Dictionary of National Biography, 1885-1900/Houghton, John (d.1705)
HOUGHTON, JOHN (d. 1705), writer on agriculture and trade, studied for a time at Corpus Christi College, Cambridge (Cooper, Memorials of Cambridge, i. 154). He subsequently became an apothecary and dealer in tea, coffee, chocolate, and other luxuries, first ‘against the Ship Tavern in St. Bartholomew Lane, behind the Royal Exchange,’ but by 14 Dec. 1703 at the ‘Golden Fleece at the corner of Little Eastcheap in Gracechurch Street,’ London. He constituted himself a kind of agent for advertisers, and his advertisements appended to his ‘Collections’ are newspaper curiosities. He died in 1705. In the letters of administration, P. C. C., granted on 10 Nov. 1705 to his widow Elizabeth, Houghton is described as late of the parish of St. Leonard, Eastcheap, London. He was elected F.R.S. on 29 Jan. 1680, and served on the society's committee for agriculture.

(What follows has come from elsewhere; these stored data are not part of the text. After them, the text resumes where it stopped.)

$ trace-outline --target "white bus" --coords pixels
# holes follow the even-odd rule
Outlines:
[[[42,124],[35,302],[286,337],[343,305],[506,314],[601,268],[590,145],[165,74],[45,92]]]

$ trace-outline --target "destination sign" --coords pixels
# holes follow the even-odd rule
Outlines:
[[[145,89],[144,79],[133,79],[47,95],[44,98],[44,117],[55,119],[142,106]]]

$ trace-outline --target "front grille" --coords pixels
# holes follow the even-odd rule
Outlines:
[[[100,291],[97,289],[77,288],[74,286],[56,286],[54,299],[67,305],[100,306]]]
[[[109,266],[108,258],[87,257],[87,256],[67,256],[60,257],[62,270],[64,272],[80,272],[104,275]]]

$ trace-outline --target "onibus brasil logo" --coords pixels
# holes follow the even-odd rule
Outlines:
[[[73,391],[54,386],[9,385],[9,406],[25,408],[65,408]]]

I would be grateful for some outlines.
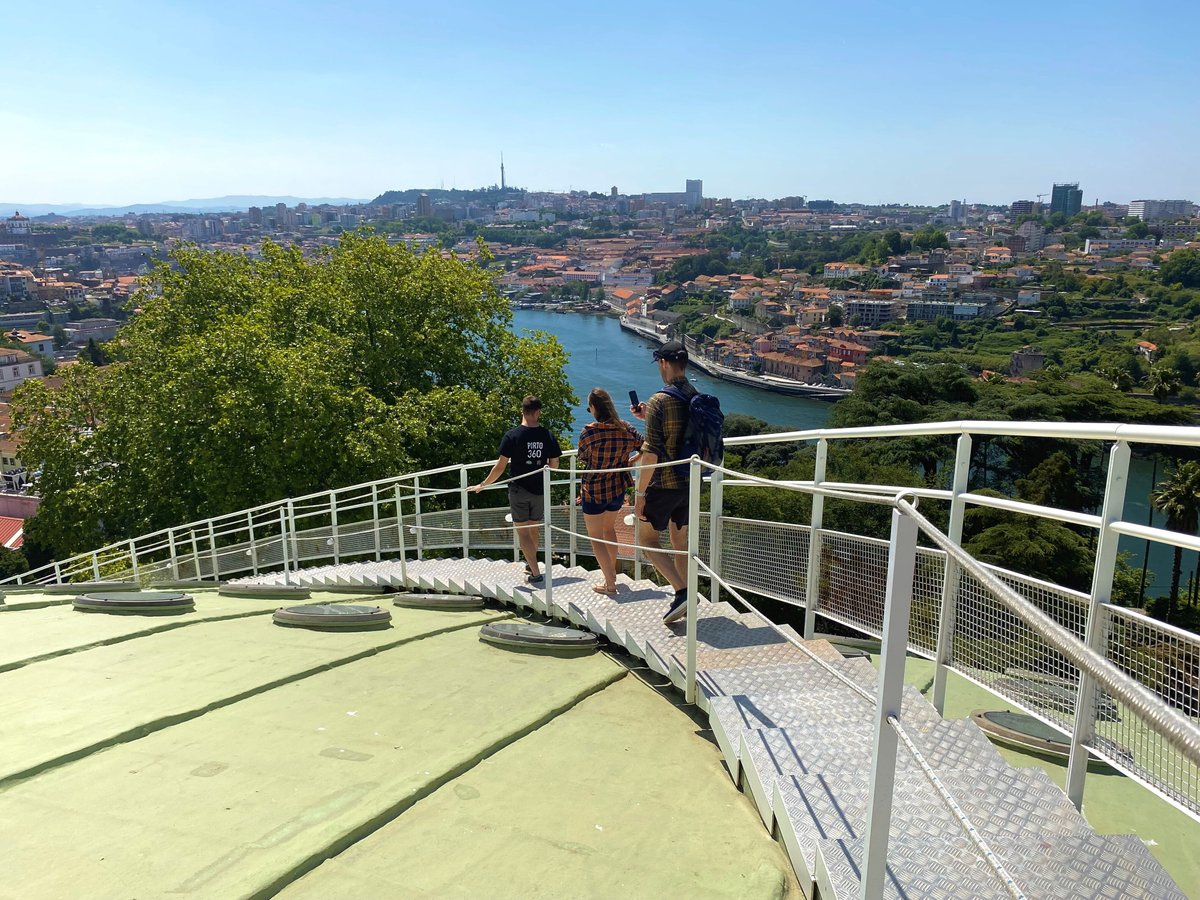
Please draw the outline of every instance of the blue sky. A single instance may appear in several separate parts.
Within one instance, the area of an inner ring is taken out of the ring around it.
[[[1200,5],[7,4],[0,199],[1200,200]],[[14,76],[14,73],[21,73]]]

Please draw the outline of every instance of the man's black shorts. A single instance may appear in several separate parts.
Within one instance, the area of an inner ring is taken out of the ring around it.
[[[664,531],[667,522],[679,528],[688,523],[688,489],[651,487],[646,489],[642,515],[655,531]]]

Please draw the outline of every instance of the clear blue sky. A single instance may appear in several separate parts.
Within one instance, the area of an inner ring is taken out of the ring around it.
[[[1194,2],[5,7],[0,200],[1200,200]]]

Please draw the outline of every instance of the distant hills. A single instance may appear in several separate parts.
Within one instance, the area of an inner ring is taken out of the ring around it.
[[[207,197],[196,200],[164,200],[161,203],[131,203],[128,206],[88,206],[83,203],[14,203],[0,201],[0,219],[7,219],[17,210],[33,219],[56,214],[60,216],[128,216],[142,213],[220,213],[245,212],[251,206],[274,206],[286,203],[295,206],[345,206],[365,203],[353,197],[277,197],[261,194],[234,194],[227,197]]]

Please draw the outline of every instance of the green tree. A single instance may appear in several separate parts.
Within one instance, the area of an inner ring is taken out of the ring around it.
[[[1200,250],[1176,250],[1158,270],[1163,284],[1200,288]]]
[[[1150,374],[1143,378],[1142,382],[1159,403],[1172,394],[1179,393],[1179,373],[1167,366],[1151,366]]]
[[[191,519],[492,456],[523,395],[563,431],[553,337],[519,337],[483,269],[349,234],[317,259],[184,246],[107,345],[14,397],[42,469],[29,529],[65,554]]]
[[[1150,226],[1147,225],[1145,222],[1143,222],[1141,219],[1137,220],[1136,222],[1134,222],[1132,225],[1130,225],[1128,228],[1125,229],[1125,237],[1127,237],[1127,238],[1140,239],[1140,238],[1144,238],[1144,237],[1148,236],[1149,234],[1150,234]]]
[[[67,330],[65,328],[63,328],[61,325],[55,325],[54,331],[52,331],[50,334],[51,334],[51,337],[54,338],[54,349],[55,350],[62,350],[69,343],[69,341],[67,340]]]
[[[1195,534],[1200,518],[1200,463],[1184,462],[1175,466],[1163,486],[1150,495],[1154,508],[1167,517],[1167,528]],[[1167,602],[1167,621],[1175,618],[1179,606],[1179,575],[1183,568],[1183,548],[1175,547],[1171,561],[1171,592]]]
[[[830,328],[841,328],[843,316],[842,307],[837,303],[830,303],[829,309],[825,311],[825,324]]]

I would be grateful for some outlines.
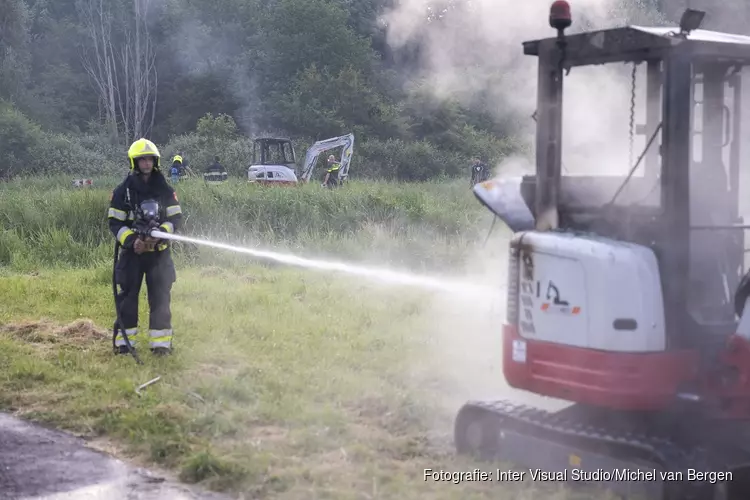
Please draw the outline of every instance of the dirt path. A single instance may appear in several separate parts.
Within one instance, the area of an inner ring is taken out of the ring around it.
[[[229,500],[167,481],[82,439],[0,414],[0,497],[7,500]]]

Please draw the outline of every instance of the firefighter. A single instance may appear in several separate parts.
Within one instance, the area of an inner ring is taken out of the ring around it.
[[[490,178],[490,170],[487,168],[487,165],[482,162],[480,156],[476,155],[473,160],[474,162],[471,165],[470,187],[474,187],[476,184],[484,182]]]
[[[336,157],[331,155],[328,157],[328,171],[326,171],[326,177],[323,179],[323,187],[334,188],[339,184],[339,170],[341,164],[336,161]]]
[[[115,267],[115,283],[120,291],[115,298],[125,333],[133,347],[138,335],[138,295],[146,277],[149,302],[151,352],[167,355],[172,352],[172,284],[176,281],[169,243],[147,236],[142,239],[134,229],[139,223],[141,202],[154,200],[160,207],[155,229],[174,233],[182,222],[182,209],[175,190],[167,183],[159,168],[159,150],[148,139],[138,139],[128,150],[130,173],[112,191],[109,205],[109,229],[122,250]],[[144,339],[145,340],[145,339]],[[118,331],[115,353],[126,354],[127,344]]]
[[[172,163],[174,163],[175,160],[178,160],[178,159],[180,161],[180,175],[184,175],[185,171],[188,168],[190,168],[190,163],[188,162],[188,159],[185,157],[185,153],[183,153],[182,151],[177,151],[175,153],[174,157],[172,157]]]
[[[174,158],[172,158],[172,168],[169,169],[169,174],[172,177],[173,183],[180,180],[180,177],[182,176],[182,156],[175,155]]]
[[[219,157],[214,156],[214,162],[203,172],[203,180],[207,184],[218,184],[228,178],[227,170],[219,163]]]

Houghton edited an entertaining periodical work entitled ‘A Collection of Letters for the Improvement of Husbandry & Trade,’ two vols. 4to, London, 1681–3. The letters treat of miscellaneous subjects, and were written by eminent authorities, Evelyn and Worlidge included. The editor excuses the want of arrangement, preferring a ‘libertine way of handling’ subjects before the ‘severest rules.’ An index accompanies each volume. Houghton first noticed the potato plant as an agricultural vegetable (ed. 1728, ii. 468), and that turnips were eaten by sheep (ib. i. 213, iv. 142–144). His ideas of improving trade are obsolete. In November 1691 he issued, with the approbation of the more distinguished fellows of the Royal Society, ‘A Proposal for Improvement of Husbandry and Trade,’ which ultimately took the shape of another ‘Collection’ published in weekly folio numbers, of which the first appeared on 30 March 1692, and the last (No. 583) on 24 Sept. 1703, forming, according to the editor's design, nineteen volumes. A selection from these miscellanies in four octavo volumes was published by Richard Bradley in 1727–8, with the title ‘A Catalogue of all sorts of Earths, the Art of Draining, of Brewing, of all sorts of Husbandry,’ and Houghton also published in 1693 a sixpenny sheet, containing ‘An Account of the Acres and Houses, with the proportional tax … of each county in England and Wales’ (reprinted in ‘Somers Tracts,’ ed. Scott, x. 596). To the ‘Philosophical Transactions’ he contributed in 1699 ‘A Discourse of Coffee’ (xxi. 311–17), and ‘The Conclusion of the Protestant States of the Empire, of the 23d of Sept. 1699 concerning the Calendar’ (xxii. 459–63).
[Alexander Andrews's Hist. of British Journalism, i. 88; Reliquary, i. 64, ii. 47–8; Encyclop. Brit. (9th ed.), i. 299; Donaldson's Agricultural Biog. p. 36; Local Gleanings, Archæolog. Mag. (1880), i. 275.]